Their research was funded through the Gordon and Betty Moore Foundation, which supports scientific discovery, environmental conservation and preservation of the character of the San Francisco Bay Area.

The study identified 315 retreating glaciers at headwaters of present-day streams that would create salmon-accessible streams assuming a 10% stream gradient threshold for upstream salmon migration, plus 603 glaciers assuming a 15% stream gradient threshold.

While the number of glaciers currently covering salmon-accessible streams is proportionally low, given the 46,000 glaciers in the study area, salmon-accessible glaciers are particularly large, representing 50% of the total glacier area in the study region, regardless of which stream gradient threshold is used to define salmon accessibility.

The study notes that seven of the 18 sub-regions show negligible to no gains in salmon habitat because most contemporary glaciers in those sub-regions have already retreated above the limits of upstream salmon migration.
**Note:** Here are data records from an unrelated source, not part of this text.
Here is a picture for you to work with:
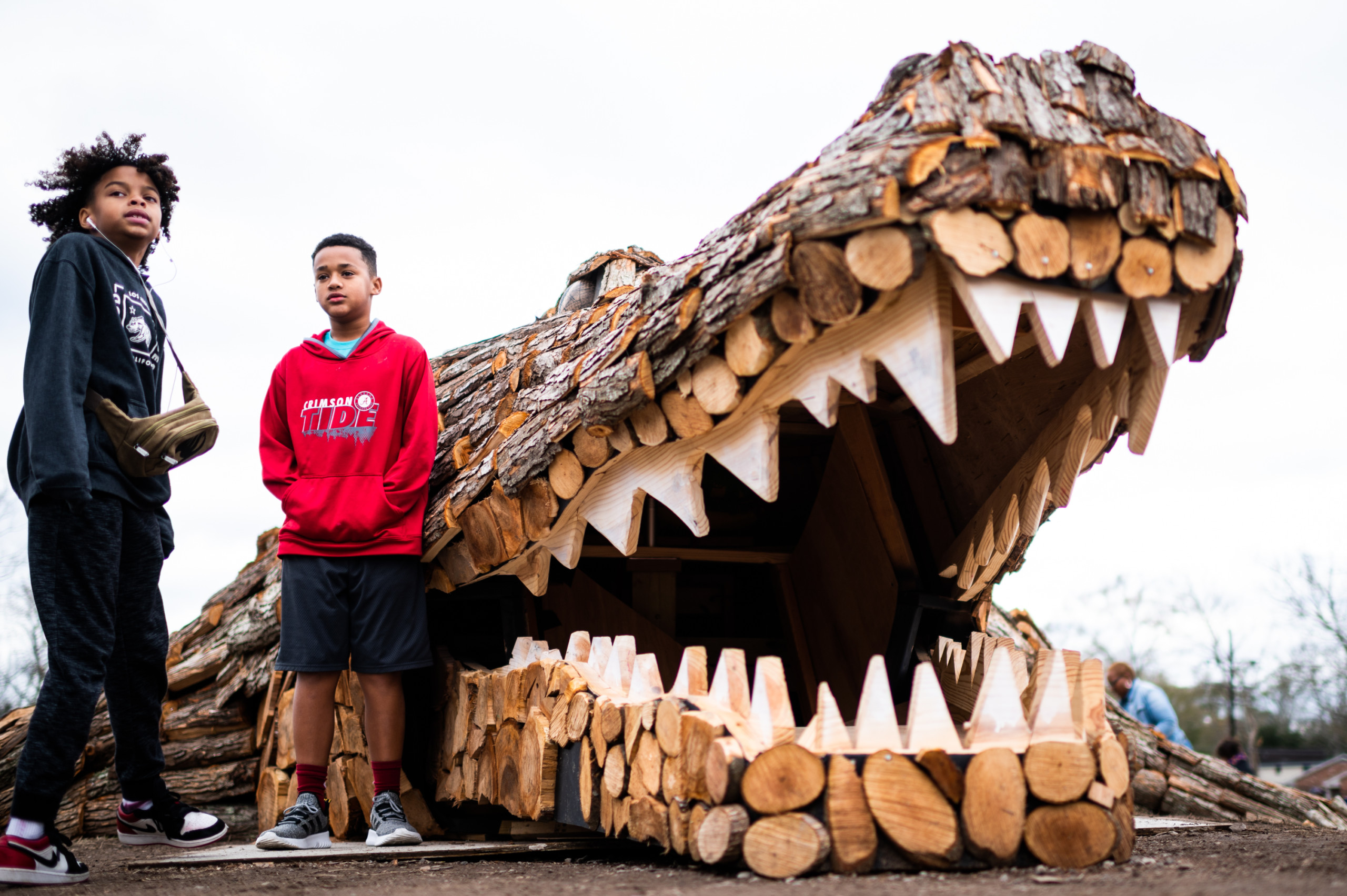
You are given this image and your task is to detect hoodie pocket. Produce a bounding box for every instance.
[280,476,403,545]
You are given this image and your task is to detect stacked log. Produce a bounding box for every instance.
[424,42,1248,611]
[436,632,1191,877]
[1109,701,1347,830]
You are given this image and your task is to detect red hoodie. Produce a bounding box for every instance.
[262,324,439,557]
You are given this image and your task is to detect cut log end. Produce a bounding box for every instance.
[690,804,749,865]
[1024,803,1118,868]
[959,747,1027,865]
[743,812,831,880]
[1010,212,1071,280]
[1024,742,1098,803]
[846,228,913,290]
[739,744,826,815]
[929,209,1014,276]
[1114,237,1173,299]
[1067,212,1122,287]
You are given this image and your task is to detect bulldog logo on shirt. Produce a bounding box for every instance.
[299,392,378,442]
[112,283,162,369]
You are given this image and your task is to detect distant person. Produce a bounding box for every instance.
[257,233,439,849]
[1217,737,1254,775]
[0,134,228,885]
[1109,663,1192,749]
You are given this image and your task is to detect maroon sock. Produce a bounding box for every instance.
[369,760,403,793]
[295,762,327,799]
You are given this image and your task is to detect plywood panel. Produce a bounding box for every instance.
[789,439,899,718]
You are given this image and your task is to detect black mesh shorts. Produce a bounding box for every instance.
[276,554,433,673]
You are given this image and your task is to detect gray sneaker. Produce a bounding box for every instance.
[365,790,420,846]
[256,792,333,849]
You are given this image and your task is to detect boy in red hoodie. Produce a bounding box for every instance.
[257,233,438,849]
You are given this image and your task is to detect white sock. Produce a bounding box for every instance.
[5,818,47,839]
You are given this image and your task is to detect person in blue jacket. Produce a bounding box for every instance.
[1109,663,1192,749]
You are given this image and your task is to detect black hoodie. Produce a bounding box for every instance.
[8,233,173,557]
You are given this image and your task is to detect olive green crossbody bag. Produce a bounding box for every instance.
[85,259,219,477]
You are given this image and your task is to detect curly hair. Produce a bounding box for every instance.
[28,130,178,267]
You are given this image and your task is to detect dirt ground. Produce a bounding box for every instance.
[42,824,1347,896]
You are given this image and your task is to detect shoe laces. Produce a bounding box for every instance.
[151,791,198,822]
[375,791,407,822]
[280,793,323,822]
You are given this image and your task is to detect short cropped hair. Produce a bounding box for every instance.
[28,130,178,267]
[1109,663,1137,682]
[308,233,378,276]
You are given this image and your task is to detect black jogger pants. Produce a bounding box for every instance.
[11,492,168,823]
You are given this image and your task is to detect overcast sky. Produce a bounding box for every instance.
[0,0,1347,684]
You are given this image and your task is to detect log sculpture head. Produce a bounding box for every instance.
[426,36,1246,690]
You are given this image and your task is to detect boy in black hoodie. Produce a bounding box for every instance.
[0,134,228,884]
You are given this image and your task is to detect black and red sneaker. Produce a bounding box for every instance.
[0,827,89,887]
[117,792,229,849]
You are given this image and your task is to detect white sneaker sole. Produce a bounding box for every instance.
[0,868,89,887]
[365,827,421,846]
[117,824,229,849]
[255,831,333,849]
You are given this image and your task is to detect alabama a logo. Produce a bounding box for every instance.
[299,392,378,442]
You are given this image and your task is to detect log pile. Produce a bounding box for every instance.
[435,620,1304,879]
[0,529,280,837]
[424,42,1248,620]
[1109,703,1347,830]
[0,529,443,839]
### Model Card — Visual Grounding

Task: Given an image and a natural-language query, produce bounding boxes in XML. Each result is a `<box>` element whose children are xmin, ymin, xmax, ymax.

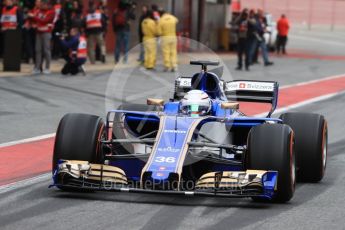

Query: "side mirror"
<box><xmin>147</xmin><ymin>98</ymin><xmax>164</xmax><ymax>106</ymax></box>
<box><xmin>221</xmin><ymin>102</ymin><xmax>240</xmax><ymax>109</ymax></box>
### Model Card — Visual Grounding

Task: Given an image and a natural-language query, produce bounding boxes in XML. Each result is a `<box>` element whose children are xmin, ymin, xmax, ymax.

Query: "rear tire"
<box><xmin>280</xmin><ymin>113</ymin><xmax>328</xmax><ymax>182</ymax></box>
<box><xmin>246</xmin><ymin>124</ymin><xmax>296</xmax><ymax>203</ymax></box>
<box><xmin>52</xmin><ymin>113</ymin><xmax>105</xmax><ymax>173</ymax></box>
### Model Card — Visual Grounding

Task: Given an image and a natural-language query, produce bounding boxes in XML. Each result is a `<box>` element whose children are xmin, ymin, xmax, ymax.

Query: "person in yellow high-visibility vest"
<box><xmin>141</xmin><ymin>11</ymin><xmax>158</xmax><ymax>70</ymax></box>
<box><xmin>158</xmin><ymin>12</ymin><xmax>178</xmax><ymax>72</ymax></box>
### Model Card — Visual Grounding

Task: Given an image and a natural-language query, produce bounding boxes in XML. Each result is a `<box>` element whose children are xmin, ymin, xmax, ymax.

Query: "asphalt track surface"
<box><xmin>0</xmin><ymin>31</ymin><xmax>345</xmax><ymax>229</ymax></box>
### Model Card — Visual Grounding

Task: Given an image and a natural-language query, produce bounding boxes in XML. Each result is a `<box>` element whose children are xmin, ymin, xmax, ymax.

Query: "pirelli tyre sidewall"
<box><xmin>245</xmin><ymin>124</ymin><xmax>296</xmax><ymax>202</ymax></box>
<box><xmin>280</xmin><ymin>113</ymin><xmax>328</xmax><ymax>182</ymax></box>
<box><xmin>52</xmin><ymin>113</ymin><xmax>105</xmax><ymax>173</ymax></box>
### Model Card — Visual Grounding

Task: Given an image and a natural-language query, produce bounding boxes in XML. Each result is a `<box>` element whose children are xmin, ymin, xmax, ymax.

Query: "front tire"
<box><xmin>52</xmin><ymin>113</ymin><xmax>105</xmax><ymax>173</ymax></box>
<box><xmin>246</xmin><ymin>124</ymin><xmax>296</xmax><ymax>203</ymax></box>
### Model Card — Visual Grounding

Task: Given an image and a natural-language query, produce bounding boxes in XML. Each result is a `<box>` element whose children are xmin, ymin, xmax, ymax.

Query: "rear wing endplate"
<box><xmin>224</xmin><ymin>80</ymin><xmax>279</xmax><ymax>117</ymax></box>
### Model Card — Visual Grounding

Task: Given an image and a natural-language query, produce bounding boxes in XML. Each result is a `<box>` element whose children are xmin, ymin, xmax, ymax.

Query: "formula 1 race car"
<box><xmin>52</xmin><ymin>61</ymin><xmax>328</xmax><ymax>202</ymax></box>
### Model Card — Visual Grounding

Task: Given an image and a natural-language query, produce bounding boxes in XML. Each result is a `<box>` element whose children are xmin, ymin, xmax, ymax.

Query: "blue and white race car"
<box><xmin>52</xmin><ymin>61</ymin><xmax>327</xmax><ymax>202</ymax></box>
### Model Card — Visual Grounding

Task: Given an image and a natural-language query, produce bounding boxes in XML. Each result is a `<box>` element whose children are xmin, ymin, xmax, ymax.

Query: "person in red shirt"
<box><xmin>0</xmin><ymin>0</ymin><xmax>23</xmax><ymax>31</ymax></box>
<box><xmin>28</xmin><ymin>0</ymin><xmax>55</xmax><ymax>74</ymax></box>
<box><xmin>23</xmin><ymin>0</ymin><xmax>41</xmax><ymax>63</ymax></box>
<box><xmin>277</xmin><ymin>14</ymin><xmax>290</xmax><ymax>54</ymax></box>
In contract, the study projects an additional 2,622 kms (1,629 miles) of salmon accessible streams in the Gulf of Alaska sub-region, plus a gain of 1,064 km (over half a mile) for the Copper River, which is only a 2% increase within that large watershed.

Over the last century glacier retreat in Alaska’s Kenai Peninsula led to establishment of sockeye salmon populations that support a local commercial fishery.

In general, the analysis indicates that the greatest gains in salmon-accessible streams will happen in areas where large glaciers occupy low gradient terrain near the coast.

The timing of when these potential future salmon-accessible streams are exposed will depend on the modeled rate of glacier retreat across the 18 sub-regions studied. Researchers concluded that of the total stream distances that could be gained with potential complete deglaciation 23% will be gained by 2050 and 63% by 2100. 

Some of those regional differences were quite pronounced.

The limited salmon-accessible stream gains projected for the Skeena River watershed and North Coast of British Columbia will all be created by 2050 the study found, while in the Gulf of Alaska sub-region—home of some of the largest remaining icefields in North America—only 20% of new stream habitat would be created by 2050.

Researchers acknowledged that while they propagated the uncertainty of items such as ice thickness and stream segment length that there are still additional uncertainties in the model used in their analysis. The unknown future pace of climate change as controlled by greenhouse gas emissions and feedbacks in the Earth atmosphere climate system will impact the rate of new habitat for Pacific salmon.

Gains in salmon habitat, even one kilometer of stream, can produce 500 to 1,500 juvenile coho salmon, researchers note. Thus with hundreds to thousands of kilometers of new habitat being created from glacier retreat, the study found, there’s a potential to produce hundreds of thousands to millions of additional juvenile salmon, depending on the species.